VOA staff said Robert Reilly and Elizabeth Robbins had abdicated their responsibility to remain independent of government influence by ordering the global broadcaster to air a speech that Secretary of State Mike Pompeo delivered at its Washington headquarters Monday — a “propaganda event,” the staffers called it.
The letter also criticized Reilly and Robbins for disciplining a reporter for seeking to question Pompeo afterward. The reporter, Patsy Widakuswara, who was removed from the White House beat after the incident, was one of the letter’s signatories. A top editor was reassigned in the wake of the event as well.
A VOA spokesperson declined to comment on the petition, saying the agency would not comment on “internal personnel matters.” Reilly did not respond to an email seeking comment.

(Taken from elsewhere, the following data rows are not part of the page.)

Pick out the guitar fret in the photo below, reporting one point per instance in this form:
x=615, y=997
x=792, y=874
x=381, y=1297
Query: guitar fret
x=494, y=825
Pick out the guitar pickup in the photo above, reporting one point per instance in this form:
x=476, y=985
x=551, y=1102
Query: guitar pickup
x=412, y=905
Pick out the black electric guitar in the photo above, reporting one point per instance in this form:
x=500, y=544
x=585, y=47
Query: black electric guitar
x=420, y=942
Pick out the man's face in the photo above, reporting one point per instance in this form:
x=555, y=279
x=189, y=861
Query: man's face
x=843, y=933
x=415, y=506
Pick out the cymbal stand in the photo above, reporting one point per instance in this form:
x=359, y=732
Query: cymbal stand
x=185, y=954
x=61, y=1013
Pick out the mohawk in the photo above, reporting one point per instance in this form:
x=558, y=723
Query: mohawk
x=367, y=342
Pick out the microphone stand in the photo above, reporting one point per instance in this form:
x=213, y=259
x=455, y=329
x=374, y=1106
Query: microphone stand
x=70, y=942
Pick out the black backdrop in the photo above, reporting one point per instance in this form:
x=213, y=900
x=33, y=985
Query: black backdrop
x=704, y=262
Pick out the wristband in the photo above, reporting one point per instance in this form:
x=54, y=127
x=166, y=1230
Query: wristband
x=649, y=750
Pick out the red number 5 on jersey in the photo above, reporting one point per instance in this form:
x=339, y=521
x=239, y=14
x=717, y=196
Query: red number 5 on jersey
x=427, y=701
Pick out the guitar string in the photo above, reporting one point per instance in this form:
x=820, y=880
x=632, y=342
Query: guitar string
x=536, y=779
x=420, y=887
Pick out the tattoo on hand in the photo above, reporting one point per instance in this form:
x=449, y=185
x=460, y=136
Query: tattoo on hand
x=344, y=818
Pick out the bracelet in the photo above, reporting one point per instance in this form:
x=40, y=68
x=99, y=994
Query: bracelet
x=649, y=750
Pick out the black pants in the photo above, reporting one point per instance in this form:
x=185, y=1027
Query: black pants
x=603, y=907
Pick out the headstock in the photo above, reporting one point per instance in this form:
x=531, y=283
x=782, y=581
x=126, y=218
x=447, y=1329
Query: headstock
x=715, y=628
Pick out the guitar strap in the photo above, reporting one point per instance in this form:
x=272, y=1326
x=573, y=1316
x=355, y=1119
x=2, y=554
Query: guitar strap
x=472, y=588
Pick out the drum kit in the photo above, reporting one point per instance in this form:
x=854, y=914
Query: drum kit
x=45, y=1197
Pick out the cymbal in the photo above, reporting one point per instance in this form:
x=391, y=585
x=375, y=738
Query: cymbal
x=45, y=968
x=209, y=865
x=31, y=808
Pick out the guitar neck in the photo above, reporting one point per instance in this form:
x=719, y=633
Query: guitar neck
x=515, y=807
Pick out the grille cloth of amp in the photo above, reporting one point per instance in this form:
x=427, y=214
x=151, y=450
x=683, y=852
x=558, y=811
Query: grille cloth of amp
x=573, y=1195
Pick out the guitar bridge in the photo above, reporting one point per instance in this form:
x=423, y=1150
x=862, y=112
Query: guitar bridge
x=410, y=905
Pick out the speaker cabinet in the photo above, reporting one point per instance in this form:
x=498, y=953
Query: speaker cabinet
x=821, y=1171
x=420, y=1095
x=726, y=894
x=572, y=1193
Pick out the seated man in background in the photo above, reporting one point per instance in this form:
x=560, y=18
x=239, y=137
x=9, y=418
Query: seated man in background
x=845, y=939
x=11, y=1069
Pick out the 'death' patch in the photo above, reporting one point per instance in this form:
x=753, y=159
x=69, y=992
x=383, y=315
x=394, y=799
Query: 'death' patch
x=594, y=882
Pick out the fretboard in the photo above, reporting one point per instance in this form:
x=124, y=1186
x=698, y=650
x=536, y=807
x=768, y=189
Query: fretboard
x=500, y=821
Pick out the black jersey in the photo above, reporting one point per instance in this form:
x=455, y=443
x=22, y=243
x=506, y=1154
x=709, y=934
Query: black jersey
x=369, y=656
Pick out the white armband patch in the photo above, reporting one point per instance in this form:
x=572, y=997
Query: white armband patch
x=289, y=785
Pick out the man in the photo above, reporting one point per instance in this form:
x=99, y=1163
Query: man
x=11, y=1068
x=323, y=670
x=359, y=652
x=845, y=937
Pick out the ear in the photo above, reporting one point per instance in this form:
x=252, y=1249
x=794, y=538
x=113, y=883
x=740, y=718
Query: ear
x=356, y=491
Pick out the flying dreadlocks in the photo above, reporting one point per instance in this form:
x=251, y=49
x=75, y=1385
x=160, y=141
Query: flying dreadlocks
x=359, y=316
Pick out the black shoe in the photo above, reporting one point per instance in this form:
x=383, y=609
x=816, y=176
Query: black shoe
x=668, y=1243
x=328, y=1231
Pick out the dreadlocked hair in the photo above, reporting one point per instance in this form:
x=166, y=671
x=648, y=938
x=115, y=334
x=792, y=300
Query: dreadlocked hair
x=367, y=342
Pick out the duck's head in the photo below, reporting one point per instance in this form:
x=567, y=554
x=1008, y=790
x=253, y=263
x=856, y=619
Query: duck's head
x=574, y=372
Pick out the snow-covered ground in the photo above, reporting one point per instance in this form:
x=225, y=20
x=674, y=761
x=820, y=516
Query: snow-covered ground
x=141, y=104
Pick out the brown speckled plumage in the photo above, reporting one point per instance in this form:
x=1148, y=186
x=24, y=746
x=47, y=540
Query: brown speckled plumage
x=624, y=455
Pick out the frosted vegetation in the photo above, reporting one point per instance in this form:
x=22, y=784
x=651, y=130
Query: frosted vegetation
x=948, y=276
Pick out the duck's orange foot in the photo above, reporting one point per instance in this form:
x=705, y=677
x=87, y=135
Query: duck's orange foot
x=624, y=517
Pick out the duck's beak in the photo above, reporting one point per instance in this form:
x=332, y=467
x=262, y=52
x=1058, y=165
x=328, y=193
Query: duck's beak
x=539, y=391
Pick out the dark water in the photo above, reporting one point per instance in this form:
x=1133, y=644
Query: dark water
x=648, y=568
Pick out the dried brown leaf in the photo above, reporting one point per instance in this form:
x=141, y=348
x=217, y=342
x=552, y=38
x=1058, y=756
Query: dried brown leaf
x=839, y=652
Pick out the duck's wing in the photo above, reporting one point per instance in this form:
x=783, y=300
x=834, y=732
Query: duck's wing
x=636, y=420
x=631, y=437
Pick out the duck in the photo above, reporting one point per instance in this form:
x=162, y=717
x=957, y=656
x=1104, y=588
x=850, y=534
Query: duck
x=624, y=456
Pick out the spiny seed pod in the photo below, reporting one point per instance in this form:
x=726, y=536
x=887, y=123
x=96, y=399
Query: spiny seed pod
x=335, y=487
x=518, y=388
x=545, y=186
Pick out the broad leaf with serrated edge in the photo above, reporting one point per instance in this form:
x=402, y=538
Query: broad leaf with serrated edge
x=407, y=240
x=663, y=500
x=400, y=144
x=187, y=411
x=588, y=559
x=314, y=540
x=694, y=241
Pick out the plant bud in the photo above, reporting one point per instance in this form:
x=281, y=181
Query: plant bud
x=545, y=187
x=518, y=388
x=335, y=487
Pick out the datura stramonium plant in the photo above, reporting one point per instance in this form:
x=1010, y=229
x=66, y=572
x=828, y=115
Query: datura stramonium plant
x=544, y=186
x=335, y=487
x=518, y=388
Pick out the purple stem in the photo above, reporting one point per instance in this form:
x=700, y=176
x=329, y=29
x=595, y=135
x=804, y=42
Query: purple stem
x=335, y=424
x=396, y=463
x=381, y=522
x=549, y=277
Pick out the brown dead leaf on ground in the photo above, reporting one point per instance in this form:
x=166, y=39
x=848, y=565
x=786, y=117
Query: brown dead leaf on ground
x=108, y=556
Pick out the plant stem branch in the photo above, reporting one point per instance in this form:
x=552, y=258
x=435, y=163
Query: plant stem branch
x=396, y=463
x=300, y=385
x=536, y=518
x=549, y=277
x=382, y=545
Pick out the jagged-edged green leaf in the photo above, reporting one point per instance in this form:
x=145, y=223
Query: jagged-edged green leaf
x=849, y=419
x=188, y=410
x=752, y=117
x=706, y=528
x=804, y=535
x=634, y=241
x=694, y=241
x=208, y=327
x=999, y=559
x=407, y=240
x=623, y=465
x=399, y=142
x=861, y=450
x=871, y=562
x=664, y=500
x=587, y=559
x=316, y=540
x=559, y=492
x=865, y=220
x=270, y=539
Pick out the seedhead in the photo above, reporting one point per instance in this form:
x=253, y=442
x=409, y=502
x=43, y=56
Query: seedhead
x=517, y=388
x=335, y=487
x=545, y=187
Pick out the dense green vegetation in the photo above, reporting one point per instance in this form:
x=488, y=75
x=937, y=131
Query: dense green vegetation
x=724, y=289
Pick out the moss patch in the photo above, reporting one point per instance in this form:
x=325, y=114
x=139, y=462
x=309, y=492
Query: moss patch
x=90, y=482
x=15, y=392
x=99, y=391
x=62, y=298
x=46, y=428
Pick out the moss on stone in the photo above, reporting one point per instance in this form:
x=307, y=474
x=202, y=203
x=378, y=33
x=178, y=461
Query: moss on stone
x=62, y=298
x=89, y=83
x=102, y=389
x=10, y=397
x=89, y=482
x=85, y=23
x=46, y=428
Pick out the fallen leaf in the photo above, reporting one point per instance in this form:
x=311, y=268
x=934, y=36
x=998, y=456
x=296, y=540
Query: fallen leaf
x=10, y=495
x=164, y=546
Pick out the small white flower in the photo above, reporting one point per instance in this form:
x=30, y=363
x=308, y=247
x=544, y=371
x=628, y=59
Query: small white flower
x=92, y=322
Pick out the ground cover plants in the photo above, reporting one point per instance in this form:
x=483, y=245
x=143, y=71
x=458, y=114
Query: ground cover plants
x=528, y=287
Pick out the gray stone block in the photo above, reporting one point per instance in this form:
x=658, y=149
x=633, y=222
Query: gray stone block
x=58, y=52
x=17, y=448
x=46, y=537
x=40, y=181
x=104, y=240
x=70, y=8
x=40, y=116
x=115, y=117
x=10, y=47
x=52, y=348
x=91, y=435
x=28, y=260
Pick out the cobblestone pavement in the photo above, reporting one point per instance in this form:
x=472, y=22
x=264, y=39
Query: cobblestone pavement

The extraordinary demand follows months of underlying hostilities between VOA’s newsroom and Michael Pack, a conservative filmmaker who was appointed by President Trump to head VOA’s government parent organization, the U.S. Agency for Global Media.
Michael Pack |
NBC News reports since Pack took over at the agency last year, he has fired senior executives and governing boards, refused to renew visas for dozens of foreign journalists and suffered rebukes from Congress and a federal judge. Press freedom groups and lawmakers have accused him of trying to turn the government-funded media outlets into propaganda mouthpieces for President Donald Trump.
Pack has rejected the criticism, saying he is returning the networks to their original mission and that some of the past coverage was politically biased.
It remains unclear why Pack has made major personnel changes only days before a new administration is due to take office. President-elect Joe Biden's team has made it clear it plans to fire Pack.
They appear to be "trying to burn the place down on the way out," said one VOA journalist, who spoke on the condition of anonymity out of fear of retribution by the network's management.